Spiced Lentils Recipe

Spiced Lentils Recipe by Annie B Kay - anniebkay.com
Let’s talk lentils. Easy and quick to cook (20-30 minutes and don’t need soaking like other beans and pulses), lentils are the short cut to more plant protein in your diet. Nutrient dense, they are also rich in fiber, folate, and other nutrients. They are low digestive gas-producers relative to other beans and pulses. I’ve heard that if you drop them into boiling water they produce less gas but I have not yet put that to the test. I also like to use a thumb-sized piece of the seaweed kombu in the water – it adds minerals and reduces gas.
Lentils absorb the flavors in which they are cooked, so what you cook them with is key to what you have in the end; tasteless mush or tasty mush.
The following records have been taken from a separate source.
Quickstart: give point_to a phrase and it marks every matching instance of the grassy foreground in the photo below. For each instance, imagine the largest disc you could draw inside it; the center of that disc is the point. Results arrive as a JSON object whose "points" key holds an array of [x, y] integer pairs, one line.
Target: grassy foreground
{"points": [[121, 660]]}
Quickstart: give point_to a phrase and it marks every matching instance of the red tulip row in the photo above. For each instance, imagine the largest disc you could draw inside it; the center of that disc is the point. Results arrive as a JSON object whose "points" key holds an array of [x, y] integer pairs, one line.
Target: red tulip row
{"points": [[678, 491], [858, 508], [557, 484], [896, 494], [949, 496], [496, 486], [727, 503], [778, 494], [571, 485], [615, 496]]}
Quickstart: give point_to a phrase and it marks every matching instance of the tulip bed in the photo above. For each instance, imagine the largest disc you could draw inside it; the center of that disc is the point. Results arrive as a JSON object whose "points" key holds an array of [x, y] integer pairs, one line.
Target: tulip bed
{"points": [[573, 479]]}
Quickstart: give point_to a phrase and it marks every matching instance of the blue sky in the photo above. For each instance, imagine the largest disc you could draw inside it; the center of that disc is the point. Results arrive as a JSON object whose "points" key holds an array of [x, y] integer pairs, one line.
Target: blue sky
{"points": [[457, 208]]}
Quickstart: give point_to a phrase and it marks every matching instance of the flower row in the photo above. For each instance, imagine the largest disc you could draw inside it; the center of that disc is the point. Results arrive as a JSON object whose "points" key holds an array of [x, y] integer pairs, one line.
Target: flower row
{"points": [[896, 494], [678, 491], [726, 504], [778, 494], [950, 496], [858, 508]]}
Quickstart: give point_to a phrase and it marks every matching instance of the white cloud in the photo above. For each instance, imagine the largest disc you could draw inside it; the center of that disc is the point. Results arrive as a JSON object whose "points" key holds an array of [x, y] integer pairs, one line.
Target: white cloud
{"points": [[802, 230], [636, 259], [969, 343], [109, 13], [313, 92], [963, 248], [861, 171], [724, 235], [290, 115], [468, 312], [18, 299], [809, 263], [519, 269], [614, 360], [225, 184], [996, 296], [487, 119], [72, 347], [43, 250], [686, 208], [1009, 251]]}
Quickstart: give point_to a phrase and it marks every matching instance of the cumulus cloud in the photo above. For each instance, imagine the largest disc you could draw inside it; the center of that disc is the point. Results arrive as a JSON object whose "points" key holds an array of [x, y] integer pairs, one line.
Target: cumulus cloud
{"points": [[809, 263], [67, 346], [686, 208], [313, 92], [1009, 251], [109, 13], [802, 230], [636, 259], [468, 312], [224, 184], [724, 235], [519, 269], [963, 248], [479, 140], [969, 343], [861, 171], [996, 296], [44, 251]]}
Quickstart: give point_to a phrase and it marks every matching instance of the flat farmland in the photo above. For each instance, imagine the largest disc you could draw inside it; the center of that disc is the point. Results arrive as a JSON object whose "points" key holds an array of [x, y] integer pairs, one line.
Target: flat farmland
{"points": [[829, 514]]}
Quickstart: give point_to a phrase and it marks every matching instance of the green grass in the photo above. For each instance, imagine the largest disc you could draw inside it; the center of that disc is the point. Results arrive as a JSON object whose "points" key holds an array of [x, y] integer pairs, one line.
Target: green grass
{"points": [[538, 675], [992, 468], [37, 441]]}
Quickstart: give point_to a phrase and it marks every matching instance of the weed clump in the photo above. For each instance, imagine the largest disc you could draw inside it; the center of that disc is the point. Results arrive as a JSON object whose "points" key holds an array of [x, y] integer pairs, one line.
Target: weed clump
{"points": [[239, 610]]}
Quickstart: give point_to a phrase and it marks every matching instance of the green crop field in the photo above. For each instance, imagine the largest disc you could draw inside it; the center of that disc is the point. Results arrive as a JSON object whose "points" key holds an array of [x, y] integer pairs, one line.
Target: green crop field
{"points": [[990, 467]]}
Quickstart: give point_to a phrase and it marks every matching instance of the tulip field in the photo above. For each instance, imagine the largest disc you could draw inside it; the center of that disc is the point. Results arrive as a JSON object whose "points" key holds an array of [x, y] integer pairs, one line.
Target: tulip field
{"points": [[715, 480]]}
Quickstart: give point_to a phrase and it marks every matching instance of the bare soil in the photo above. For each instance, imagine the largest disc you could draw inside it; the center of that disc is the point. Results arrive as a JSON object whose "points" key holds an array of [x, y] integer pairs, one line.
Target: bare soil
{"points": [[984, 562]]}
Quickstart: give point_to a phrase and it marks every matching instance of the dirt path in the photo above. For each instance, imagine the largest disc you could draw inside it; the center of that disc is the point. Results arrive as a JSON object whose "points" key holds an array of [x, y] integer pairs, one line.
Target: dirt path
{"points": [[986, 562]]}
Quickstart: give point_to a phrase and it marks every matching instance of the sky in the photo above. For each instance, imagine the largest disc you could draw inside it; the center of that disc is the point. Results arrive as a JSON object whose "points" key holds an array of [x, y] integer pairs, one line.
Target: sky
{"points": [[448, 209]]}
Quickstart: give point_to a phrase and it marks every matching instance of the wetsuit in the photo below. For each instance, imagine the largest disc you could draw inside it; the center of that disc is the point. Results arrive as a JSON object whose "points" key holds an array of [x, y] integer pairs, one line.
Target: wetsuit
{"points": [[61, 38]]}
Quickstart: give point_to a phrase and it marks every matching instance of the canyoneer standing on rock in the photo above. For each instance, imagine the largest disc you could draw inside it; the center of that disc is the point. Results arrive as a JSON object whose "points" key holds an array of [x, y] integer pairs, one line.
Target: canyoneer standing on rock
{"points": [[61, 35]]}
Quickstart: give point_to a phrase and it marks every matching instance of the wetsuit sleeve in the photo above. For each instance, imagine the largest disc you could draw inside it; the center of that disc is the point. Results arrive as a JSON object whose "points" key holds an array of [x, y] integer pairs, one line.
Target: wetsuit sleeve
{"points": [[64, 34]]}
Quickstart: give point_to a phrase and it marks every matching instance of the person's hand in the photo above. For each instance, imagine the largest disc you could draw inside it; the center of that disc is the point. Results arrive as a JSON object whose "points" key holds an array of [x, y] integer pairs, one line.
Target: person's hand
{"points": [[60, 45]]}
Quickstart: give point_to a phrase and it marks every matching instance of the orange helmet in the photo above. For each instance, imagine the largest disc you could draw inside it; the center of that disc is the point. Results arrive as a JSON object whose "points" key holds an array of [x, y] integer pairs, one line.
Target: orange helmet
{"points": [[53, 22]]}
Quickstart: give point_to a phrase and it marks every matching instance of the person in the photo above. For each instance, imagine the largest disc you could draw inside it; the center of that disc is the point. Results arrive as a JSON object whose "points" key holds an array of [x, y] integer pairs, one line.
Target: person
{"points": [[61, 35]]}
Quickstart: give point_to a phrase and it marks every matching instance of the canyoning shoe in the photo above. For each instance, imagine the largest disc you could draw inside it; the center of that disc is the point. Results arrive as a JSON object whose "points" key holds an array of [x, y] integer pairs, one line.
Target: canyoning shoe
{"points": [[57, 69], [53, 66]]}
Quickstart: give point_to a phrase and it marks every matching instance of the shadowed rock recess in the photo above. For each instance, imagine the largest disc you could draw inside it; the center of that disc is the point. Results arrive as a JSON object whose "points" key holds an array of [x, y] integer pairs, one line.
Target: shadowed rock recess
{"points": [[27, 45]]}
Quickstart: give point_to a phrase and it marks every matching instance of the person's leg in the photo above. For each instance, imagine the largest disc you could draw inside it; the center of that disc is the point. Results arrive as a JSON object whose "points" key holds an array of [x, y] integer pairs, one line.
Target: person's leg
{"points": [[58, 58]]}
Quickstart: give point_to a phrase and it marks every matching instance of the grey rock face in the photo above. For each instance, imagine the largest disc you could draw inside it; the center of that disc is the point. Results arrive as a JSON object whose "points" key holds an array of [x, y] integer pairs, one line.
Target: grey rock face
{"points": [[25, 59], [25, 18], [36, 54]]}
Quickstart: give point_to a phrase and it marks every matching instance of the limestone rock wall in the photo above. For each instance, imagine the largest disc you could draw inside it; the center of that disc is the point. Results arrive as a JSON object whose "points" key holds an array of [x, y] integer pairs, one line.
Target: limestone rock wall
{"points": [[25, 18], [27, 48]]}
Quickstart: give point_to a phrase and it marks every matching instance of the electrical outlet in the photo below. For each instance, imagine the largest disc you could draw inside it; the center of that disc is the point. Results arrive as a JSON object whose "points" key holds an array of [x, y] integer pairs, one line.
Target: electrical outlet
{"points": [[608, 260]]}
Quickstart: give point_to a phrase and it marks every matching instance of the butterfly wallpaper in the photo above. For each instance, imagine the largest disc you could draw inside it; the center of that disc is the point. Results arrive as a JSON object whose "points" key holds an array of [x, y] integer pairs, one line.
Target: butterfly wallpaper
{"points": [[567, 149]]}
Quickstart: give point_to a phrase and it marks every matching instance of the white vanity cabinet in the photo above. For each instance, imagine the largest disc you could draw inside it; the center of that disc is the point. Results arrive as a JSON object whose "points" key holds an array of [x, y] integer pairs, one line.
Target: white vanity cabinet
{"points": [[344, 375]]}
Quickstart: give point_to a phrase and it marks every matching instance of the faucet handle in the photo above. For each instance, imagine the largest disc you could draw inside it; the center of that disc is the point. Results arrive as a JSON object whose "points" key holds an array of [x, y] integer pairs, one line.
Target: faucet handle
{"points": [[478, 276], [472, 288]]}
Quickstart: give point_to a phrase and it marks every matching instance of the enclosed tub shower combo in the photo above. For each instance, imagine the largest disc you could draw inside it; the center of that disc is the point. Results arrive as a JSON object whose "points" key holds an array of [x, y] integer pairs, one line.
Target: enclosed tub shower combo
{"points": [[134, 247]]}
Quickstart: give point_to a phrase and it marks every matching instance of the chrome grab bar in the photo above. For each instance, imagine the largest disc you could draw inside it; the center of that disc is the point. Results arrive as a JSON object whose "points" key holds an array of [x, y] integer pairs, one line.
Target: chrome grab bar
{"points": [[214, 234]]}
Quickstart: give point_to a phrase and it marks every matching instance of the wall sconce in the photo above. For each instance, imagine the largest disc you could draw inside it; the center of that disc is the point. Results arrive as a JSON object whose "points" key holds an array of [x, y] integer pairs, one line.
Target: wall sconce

It’s all in the seasoning.
Here’s a recipe I developed over the holidays, using French green lentils, but feel free to substitute any lentil you can get your hands on.
10 min to prep
40 min to cook

Ingredients

  • 1 1/2 cups lentils (I used French green lentils)
  • 1 1/2 Tbsp ghee
  • 1 large onion, chopped
  • 1 large tomato, chopped, or 1/2 c tomato sauce
  • 3 cloves garlic, minced
  • 1 Tbsp grated fresh ginger
  • 1 Tbsp cumin or curry spice
  • 1 tsp allspice
  • 1 tsp cinnamon
  • 1/2 tsp cloves
  • 3-4 c water

Directions

Place chopped onion and ghee in a large pot over medium heat until the onions are soft. Add other ingredients and bring to a boil, then lower heat to medium-low and simmer 20-30 minutes until lentils are soft.
Makes about 3 cups.
Serve warm with rice,  steamed vegetables, or roasted winter squash.